The constable didn’t rise to her bait.
“If you had kept your eyes open, Constable, you would have seen that there are two new teams of ‘dip’ artists at work on this very street right under your noses. It was the chance to observe them in action that brought me here today when I could have been sunning myself on the beach in Newquay on such a fine day as this.”
“Two? Where are they?”
Dido shook her head.
“I’m going to walk away right now, Constable. It would not do to be seen talking to you for too long. Tongues will start wagging. Please ask DS Harrison to meet me at the Masons Arms up near Great Portland St tube at eight tonight. He can buy me a steak and a pint in return for the lowdown on the competition.”
The constable smiled.
“No honour amongst thieves then?”
“Not when they are going about their business tooled up to the nines, if you get my meaning?”
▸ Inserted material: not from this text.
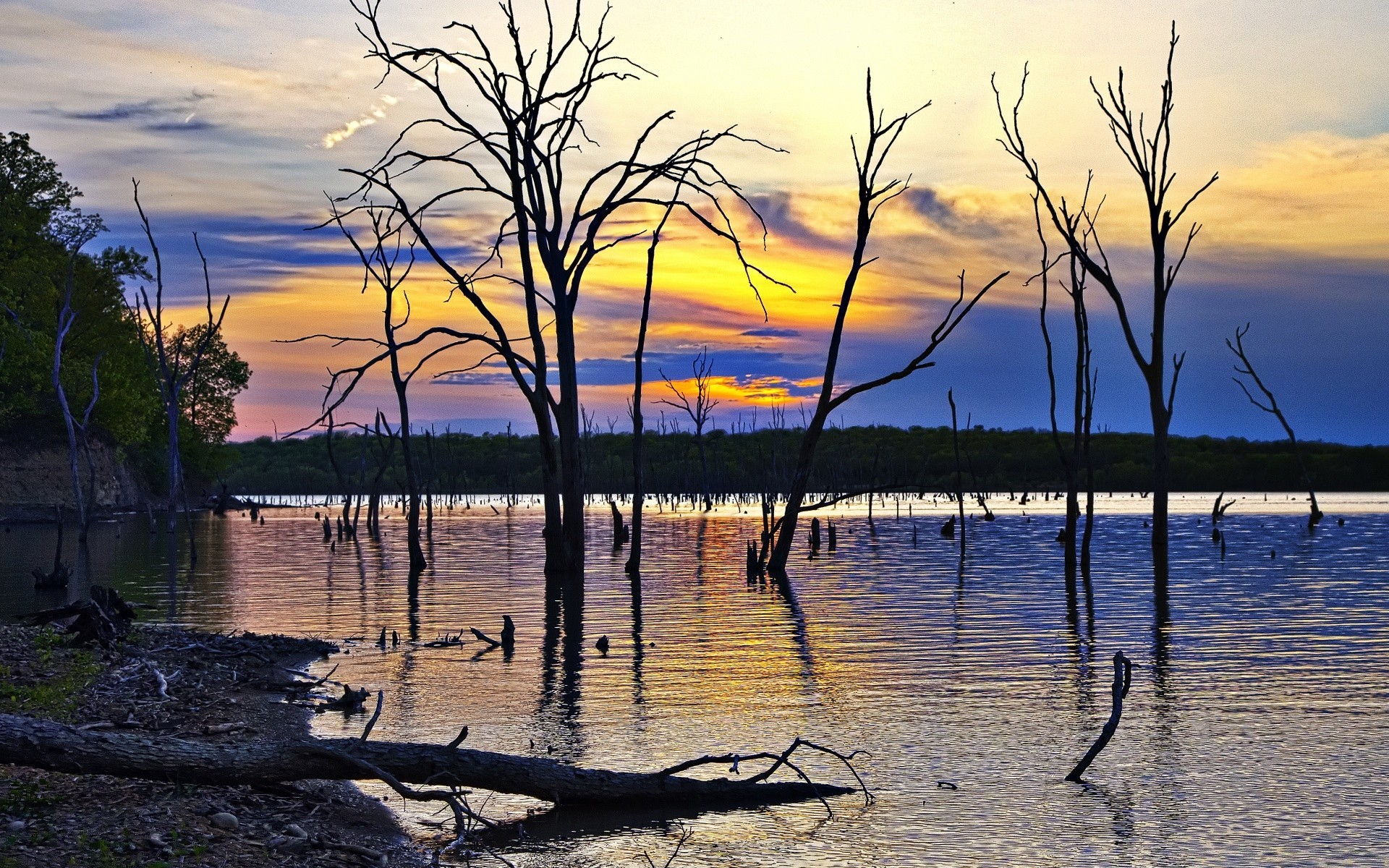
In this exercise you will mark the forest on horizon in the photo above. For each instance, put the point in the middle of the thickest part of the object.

Her words wiped the smile off of Constable Patel’s face. One thing that made Dido and her band of dips different was that they never went ‘tooled up’. If any victim fought back, the thief would leg it rather than enter into any confrontation. If there were new ‘dips’ operating on their patch who were armed, then the game had changed for the worse.
Dido didn’t wait for a reply as she headed off towards Oxford Circus Tube. The first part of her task had been completed. She had cast the bait. All that remained was to see if the fish, or in this case, DS Harrison, would take it.
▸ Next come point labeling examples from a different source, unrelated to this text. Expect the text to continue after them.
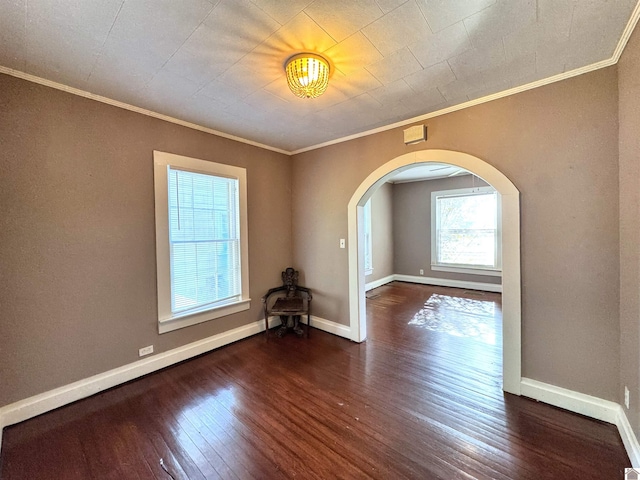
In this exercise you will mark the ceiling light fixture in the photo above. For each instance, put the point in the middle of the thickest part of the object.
(307, 75)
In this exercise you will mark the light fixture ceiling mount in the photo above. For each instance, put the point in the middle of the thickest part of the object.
(307, 74)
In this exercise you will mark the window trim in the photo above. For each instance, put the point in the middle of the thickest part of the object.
(460, 268)
(168, 321)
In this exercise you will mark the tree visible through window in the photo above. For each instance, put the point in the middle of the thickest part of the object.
(466, 230)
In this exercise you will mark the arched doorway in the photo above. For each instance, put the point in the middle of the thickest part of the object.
(511, 287)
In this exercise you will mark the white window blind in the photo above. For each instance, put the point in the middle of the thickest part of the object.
(467, 229)
(204, 240)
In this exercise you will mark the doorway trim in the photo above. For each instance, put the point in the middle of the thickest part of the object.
(511, 286)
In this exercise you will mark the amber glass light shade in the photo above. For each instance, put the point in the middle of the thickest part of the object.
(307, 75)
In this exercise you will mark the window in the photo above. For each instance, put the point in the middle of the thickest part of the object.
(368, 242)
(465, 230)
(201, 240)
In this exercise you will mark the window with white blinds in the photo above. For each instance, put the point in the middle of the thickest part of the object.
(200, 240)
(466, 229)
(204, 238)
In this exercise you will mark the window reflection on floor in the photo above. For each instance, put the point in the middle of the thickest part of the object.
(460, 317)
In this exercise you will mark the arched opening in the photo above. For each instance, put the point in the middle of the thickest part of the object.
(511, 287)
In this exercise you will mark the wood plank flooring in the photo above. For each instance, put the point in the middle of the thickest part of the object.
(420, 399)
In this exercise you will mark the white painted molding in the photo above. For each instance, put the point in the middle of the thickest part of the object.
(581, 403)
(30, 407)
(589, 406)
(33, 406)
(331, 327)
(133, 108)
(629, 438)
(319, 323)
(379, 282)
(444, 282)
(622, 43)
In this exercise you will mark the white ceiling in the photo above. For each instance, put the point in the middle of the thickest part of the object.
(219, 64)
(427, 171)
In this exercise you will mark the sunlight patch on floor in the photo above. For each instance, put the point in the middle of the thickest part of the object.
(459, 317)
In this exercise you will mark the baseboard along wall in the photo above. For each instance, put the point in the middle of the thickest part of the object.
(440, 282)
(38, 404)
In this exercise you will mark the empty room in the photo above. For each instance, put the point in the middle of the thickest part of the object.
(319, 239)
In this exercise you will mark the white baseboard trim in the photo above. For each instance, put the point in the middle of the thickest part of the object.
(33, 406)
(379, 282)
(629, 438)
(576, 402)
(319, 323)
(331, 327)
(589, 406)
(444, 282)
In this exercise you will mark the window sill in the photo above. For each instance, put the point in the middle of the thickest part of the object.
(467, 270)
(186, 320)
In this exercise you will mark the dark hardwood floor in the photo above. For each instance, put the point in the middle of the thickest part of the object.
(421, 398)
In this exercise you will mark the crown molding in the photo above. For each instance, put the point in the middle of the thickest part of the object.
(133, 108)
(617, 53)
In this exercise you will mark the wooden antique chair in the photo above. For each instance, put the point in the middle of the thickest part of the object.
(291, 302)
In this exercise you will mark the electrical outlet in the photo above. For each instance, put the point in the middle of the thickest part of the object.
(145, 351)
(626, 397)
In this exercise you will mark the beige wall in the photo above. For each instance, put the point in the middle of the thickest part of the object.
(412, 227)
(629, 116)
(382, 233)
(558, 145)
(77, 235)
(77, 276)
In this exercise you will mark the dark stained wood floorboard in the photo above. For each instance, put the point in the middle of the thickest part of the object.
(420, 399)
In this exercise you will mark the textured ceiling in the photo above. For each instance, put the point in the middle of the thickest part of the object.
(219, 64)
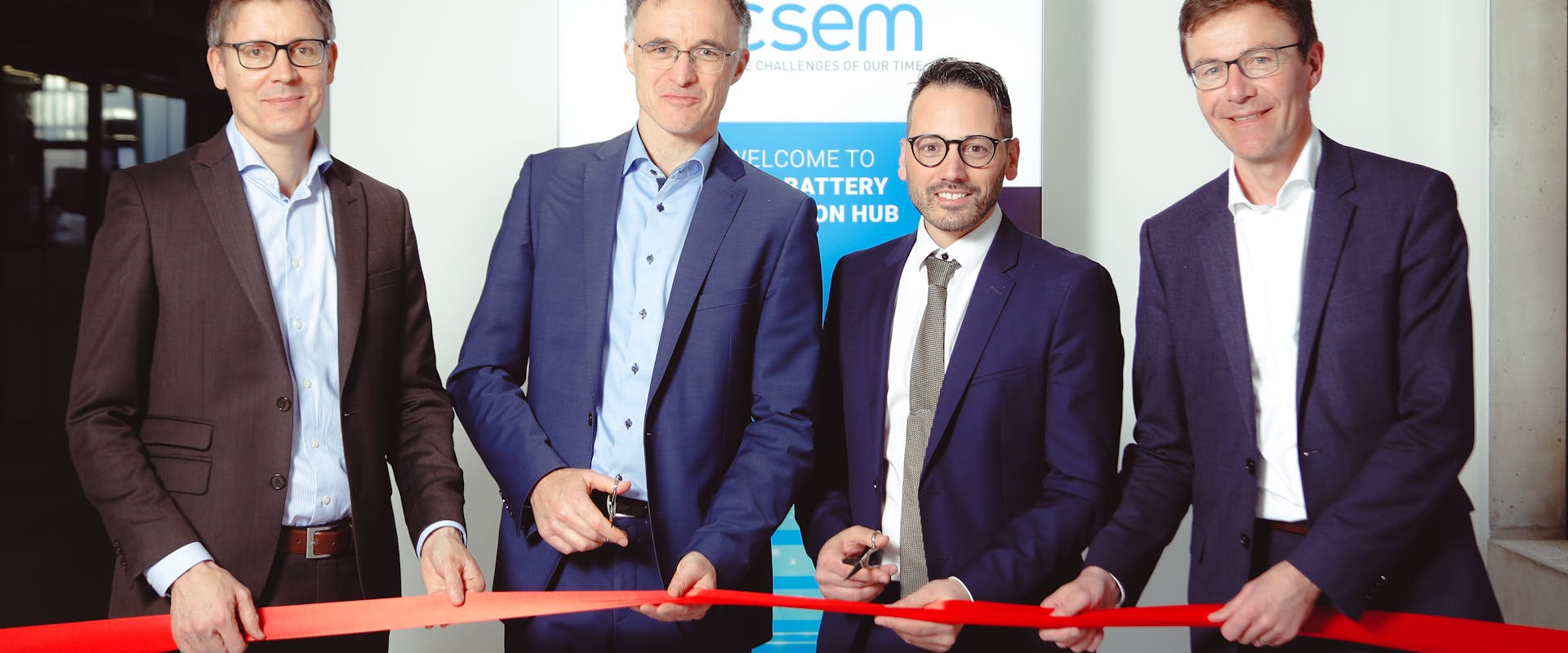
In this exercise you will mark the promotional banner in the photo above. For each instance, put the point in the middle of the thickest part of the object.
(821, 105)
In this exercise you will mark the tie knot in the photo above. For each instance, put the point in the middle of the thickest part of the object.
(940, 269)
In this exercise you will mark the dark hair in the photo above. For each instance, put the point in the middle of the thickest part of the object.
(221, 11)
(739, 7)
(968, 74)
(1297, 13)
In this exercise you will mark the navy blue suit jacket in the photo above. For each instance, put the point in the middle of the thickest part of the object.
(1021, 462)
(728, 436)
(1385, 397)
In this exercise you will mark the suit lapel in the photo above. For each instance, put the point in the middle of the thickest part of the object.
(350, 223)
(1223, 274)
(985, 306)
(710, 220)
(1325, 242)
(598, 228)
(223, 196)
(875, 342)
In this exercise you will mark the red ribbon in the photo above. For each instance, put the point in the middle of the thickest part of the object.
(149, 634)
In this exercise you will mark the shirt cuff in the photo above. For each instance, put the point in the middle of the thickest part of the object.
(964, 588)
(419, 549)
(172, 567)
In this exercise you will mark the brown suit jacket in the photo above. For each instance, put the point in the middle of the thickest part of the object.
(179, 400)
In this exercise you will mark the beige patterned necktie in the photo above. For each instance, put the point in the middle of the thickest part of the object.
(925, 384)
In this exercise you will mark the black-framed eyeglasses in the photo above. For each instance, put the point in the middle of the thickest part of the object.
(976, 151)
(262, 54)
(664, 57)
(1254, 63)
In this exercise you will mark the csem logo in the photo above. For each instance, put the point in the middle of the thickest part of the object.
(835, 27)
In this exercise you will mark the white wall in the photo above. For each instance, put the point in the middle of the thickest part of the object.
(1121, 141)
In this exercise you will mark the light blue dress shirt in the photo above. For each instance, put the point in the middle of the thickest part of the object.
(298, 247)
(649, 232)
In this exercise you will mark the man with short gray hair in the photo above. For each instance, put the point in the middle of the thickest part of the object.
(255, 353)
(661, 300)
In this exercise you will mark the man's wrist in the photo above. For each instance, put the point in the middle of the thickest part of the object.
(419, 545)
(172, 567)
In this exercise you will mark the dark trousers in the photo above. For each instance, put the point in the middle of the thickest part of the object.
(1272, 547)
(296, 580)
(608, 567)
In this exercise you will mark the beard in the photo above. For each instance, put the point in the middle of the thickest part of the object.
(963, 220)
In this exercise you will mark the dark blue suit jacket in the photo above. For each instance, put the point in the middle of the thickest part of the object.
(728, 438)
(1385, 397)
(1021, 460)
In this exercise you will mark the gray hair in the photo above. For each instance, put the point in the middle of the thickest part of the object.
(968, 74)
(739, 7)
(221, 13)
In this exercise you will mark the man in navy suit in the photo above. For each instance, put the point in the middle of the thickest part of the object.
(1302, 366)
(971, 393)
(661, 301)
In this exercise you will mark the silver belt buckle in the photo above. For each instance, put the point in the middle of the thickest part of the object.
(310, 542)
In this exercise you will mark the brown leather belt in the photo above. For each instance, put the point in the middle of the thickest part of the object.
(1295, 528)
(334, 539)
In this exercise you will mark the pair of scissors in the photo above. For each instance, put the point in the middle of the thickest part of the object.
(864, 559)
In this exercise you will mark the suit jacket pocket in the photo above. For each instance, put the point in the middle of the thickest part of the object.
(720, 298)
(165, 431)
(1000, 375)
(385, 278)
(184, 475)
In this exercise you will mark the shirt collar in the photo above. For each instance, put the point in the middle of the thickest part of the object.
(1302, 179)
(247, 158)
(969, 251)
(698, 165)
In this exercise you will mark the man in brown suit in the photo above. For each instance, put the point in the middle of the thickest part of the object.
(255, 353)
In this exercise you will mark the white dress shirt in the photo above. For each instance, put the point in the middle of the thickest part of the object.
(1271, 245)
(908, 307)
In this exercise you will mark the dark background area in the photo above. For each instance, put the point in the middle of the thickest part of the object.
(87, 87)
“Now Dido Pleasance… I’ve fed you and satisfied your thirst, so how about it? Who are these teams of ‘dippers’ that you mentioned to Constable Patel?”
“Thanks for the meal and the beer. They know how to serve ale here,” said Dido as she dabbed her lips with the serviette.
She smiled at the Detective. Little did he know that she was well under the legal age to be served alcohol, but she looked old enough, and he’d bought the beer for her.
Dido had been observing the Sergeant's body language since he had arrived for their meeting. She guessed that he knew nothing about the newly arrived teams of 'dippers'.
“As you clearly have no idea as to whom they are, I will start at the beginning. Towards the end of April, I started to see some scruffy individuals watching my team at work. This is no admittance of wrongdoing, you must understand.”
“You are informing me about some potential crimes. That is all.”
“Good. As I said, these scruffy individuals kept popping up at the usual hot spots. I’m sure you don’t need me to tell you where they are. That piqued my interest, so one wet afternoon in May and with nothing better to do, I followed one of the individuals. I was in disguise, by the way, so don’t bother going looking on your CCTV for me. Anyway, this person of interest disappeared into Great Titchfield St. There, he wrote down something in a notebook. Once that was done, he returned to Oxford Circus. This went on more than three times in the next two hours. Each time, he had followed a different one of my friends who were, as I am sure you are aware, going about their business. Just before six that evening, he left Oxford Circus on a No 25 bus going East. I followed him, and as he changed busses at Liverpool St, I lifted the notebook from his pocket.”
“What? You stole it?”
Dido smiled.
“I did just that. I wanted to see what he had written about what he saw going on.”
“And?”
“Fat lot of good that was. It was all written in Cyrillic.”
“Russian then?”
Dido shook her head.
“At first, that’s what I thought. I was soon put right by an acquaintance of mine, Levi Ustinov. I’m sure that he is in your files somewhere, but since he qualified as a teacher, he has gone very straight. He is now so law-abiding that he refused to translate the text for me. All that he would say was that it was mostly written in Bulgarian but with some Serbian words. After that, I took it to a Serbian exile who, in exchange for a decent sum of money, he agreed to translate it on one condition. He’s an illegal immigrant, so you can guess what that was, so I will not name him. Anyway, he translated it, and from the level of cursing and crossing that was going on while he was doing so, the contents are pretty awful. I’m sure that you can verify the translation. When I read it, frankly, it gave me the willies.”
“What does that ‘the contents are bad’ mean?”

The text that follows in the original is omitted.